Still not blinking, Shmuel replied, “I am hard to whip.”
Antonius was waiting for that insolent reply, and in a few quick moves, the young man was flat on his back on the deck with Antonius glaring down on him. Antonius extended his hand to help him up, but Shmuel attempted to wrestle the centurion down with him. Shmuel wound up face down on the deck, with Antonius pinning his right arm behin
d his back in a painful hold. “Maybe at the end of your training, you might be able to take me down, but not now. Tell them this is a demonstration of what they will all be able to do, if they pay attention. Tell them, and I speak enough Aramaic to know you said it right!”
Antonius helped him up, saving his new second a loss of face in front of the men he was to lead. Shmuel clearly seemed to understand that the centurion was not one with whom to trifle. “Yes… Centurion.” He turned to the men and repeated what Antonius had told him, and the men seemed intrigued with what they had observed.
“Now fall them out in rows of eight men each, an arm’s length between each man and the man in front and the man beside, no more, no less!”
The men fell into place, and Antonius, with Shmuel at his side, inspected each for wounds, signs of illness, and general condition, dismissing twenty for various reasons.
“Shmuel.
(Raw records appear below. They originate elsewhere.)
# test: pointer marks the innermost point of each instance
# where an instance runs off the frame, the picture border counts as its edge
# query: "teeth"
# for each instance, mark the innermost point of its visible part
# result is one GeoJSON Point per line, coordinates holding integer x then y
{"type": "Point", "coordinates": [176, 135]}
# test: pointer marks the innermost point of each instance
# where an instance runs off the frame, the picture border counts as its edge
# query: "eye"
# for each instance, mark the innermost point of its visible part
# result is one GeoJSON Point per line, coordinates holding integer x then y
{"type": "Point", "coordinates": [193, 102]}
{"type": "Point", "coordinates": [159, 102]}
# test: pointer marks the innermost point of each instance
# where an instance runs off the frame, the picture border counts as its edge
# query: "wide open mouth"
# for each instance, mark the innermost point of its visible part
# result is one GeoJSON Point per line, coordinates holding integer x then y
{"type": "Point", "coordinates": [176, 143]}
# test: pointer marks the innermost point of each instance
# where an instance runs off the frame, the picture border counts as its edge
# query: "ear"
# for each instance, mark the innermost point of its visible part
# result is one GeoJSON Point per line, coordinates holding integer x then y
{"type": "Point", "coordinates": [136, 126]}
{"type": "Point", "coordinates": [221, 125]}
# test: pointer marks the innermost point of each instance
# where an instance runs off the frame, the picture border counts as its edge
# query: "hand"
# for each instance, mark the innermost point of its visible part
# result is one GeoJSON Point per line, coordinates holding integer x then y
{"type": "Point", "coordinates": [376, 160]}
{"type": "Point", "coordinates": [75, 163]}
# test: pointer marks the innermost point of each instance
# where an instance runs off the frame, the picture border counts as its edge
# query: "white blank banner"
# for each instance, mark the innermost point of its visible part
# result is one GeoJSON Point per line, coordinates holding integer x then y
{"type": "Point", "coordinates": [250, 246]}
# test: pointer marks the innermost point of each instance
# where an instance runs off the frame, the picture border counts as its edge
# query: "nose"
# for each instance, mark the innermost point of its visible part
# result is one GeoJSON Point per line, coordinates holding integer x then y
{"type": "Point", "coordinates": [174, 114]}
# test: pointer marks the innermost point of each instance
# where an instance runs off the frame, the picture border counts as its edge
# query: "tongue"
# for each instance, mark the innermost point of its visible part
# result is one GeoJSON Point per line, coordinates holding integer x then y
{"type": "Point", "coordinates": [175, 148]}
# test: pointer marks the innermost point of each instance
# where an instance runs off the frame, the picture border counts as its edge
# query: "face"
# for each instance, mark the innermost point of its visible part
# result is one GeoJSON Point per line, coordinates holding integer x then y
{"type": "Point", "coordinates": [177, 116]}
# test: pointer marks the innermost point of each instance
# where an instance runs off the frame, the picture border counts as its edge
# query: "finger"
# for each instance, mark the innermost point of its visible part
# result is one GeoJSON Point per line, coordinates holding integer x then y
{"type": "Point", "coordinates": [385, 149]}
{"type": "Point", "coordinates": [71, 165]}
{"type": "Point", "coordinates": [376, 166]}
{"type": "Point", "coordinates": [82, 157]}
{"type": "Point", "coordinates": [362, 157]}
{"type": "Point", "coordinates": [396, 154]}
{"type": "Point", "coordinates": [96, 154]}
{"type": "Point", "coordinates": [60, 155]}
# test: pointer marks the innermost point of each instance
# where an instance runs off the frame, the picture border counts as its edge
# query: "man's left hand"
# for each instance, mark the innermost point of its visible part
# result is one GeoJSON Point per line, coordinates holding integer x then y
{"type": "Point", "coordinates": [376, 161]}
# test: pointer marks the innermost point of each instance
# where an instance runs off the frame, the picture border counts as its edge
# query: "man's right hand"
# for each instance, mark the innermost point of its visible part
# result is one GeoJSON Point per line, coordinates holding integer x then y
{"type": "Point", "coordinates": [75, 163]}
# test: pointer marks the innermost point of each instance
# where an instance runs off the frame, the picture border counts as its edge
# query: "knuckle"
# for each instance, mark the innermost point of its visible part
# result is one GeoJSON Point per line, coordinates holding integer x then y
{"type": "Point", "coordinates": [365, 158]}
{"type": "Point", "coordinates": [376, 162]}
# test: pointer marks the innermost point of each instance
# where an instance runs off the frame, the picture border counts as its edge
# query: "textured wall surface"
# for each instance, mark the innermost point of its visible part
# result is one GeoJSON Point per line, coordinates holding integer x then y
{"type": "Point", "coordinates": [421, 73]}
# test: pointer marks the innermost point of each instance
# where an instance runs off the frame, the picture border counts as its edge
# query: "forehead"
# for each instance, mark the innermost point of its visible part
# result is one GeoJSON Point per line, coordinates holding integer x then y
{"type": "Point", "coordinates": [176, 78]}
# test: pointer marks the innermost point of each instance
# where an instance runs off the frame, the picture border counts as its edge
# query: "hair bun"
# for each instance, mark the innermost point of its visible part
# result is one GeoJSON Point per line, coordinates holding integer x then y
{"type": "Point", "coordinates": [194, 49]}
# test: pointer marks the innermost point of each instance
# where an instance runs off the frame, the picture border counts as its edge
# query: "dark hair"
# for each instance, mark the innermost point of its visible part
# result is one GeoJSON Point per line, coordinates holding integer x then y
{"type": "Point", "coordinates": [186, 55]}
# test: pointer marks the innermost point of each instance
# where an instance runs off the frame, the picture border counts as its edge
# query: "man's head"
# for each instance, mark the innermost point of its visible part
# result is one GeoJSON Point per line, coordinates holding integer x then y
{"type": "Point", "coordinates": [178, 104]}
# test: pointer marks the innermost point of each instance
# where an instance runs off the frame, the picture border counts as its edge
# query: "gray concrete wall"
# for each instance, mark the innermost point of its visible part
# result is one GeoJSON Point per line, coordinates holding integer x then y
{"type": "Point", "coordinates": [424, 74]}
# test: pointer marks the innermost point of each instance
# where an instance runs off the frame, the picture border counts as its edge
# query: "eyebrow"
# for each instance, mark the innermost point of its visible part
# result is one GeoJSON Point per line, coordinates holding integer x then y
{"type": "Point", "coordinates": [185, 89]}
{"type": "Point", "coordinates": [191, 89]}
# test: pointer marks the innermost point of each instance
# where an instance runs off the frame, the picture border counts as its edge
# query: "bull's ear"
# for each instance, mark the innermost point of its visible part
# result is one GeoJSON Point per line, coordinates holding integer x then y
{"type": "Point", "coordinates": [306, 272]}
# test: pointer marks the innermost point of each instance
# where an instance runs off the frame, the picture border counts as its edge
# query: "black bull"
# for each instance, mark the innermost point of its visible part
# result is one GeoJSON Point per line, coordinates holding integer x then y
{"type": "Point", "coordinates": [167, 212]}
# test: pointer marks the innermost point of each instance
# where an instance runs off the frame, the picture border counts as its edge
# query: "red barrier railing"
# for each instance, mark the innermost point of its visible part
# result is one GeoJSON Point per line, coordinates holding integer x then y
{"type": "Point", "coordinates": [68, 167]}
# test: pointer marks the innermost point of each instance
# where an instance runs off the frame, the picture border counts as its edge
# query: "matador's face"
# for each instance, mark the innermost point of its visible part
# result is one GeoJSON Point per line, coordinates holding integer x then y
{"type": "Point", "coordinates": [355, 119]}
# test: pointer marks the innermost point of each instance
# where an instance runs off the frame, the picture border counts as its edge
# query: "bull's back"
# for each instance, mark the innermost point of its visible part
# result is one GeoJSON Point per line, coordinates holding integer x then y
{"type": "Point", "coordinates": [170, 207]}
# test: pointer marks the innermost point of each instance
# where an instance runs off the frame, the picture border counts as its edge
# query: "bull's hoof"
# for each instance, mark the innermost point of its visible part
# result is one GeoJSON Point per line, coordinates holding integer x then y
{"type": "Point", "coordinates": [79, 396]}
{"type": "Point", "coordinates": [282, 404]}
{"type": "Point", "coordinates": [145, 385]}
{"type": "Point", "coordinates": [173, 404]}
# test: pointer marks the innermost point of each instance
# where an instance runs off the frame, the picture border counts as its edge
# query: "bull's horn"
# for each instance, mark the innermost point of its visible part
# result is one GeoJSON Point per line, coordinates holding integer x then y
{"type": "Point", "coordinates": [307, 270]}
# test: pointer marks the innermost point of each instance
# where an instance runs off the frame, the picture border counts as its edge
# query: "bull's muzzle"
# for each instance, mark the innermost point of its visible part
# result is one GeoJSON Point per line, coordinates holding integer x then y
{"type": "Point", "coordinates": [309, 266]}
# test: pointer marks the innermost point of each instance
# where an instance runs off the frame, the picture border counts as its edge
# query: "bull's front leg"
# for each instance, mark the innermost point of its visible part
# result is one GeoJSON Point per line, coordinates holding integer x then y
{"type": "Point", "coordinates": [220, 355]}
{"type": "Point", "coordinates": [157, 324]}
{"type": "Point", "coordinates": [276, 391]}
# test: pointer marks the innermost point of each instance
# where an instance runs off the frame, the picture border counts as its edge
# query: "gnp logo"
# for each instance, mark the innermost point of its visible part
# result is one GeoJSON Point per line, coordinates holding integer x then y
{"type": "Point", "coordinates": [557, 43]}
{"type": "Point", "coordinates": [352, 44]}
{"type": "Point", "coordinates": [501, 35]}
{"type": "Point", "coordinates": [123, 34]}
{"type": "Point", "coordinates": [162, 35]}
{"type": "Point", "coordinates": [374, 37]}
Can you read and write?”
“Yes… Centurion.”
“Get me a list of these by name, and where they are from. Pick a squad leader from each row, and work through them to get things done.”
The rest of the day was spent in basic close-order drill, how to move as an organized group to the left or right, ending with conditioning exercises, windsprints along the two hundred foot deck. At the end, he thanked his optio, praising him and the deckhands for a good first day’s work in broken Aramaic. After the men were dismissed, he waived Shmuel over to the rail.
“Good job, today, really. Thanks.”
“Yes… Centurion.”
“Centurion in front of the men. Between us, I am Antonius. You are Jewish, Shmuel, I think. How did you wind up in Tyre?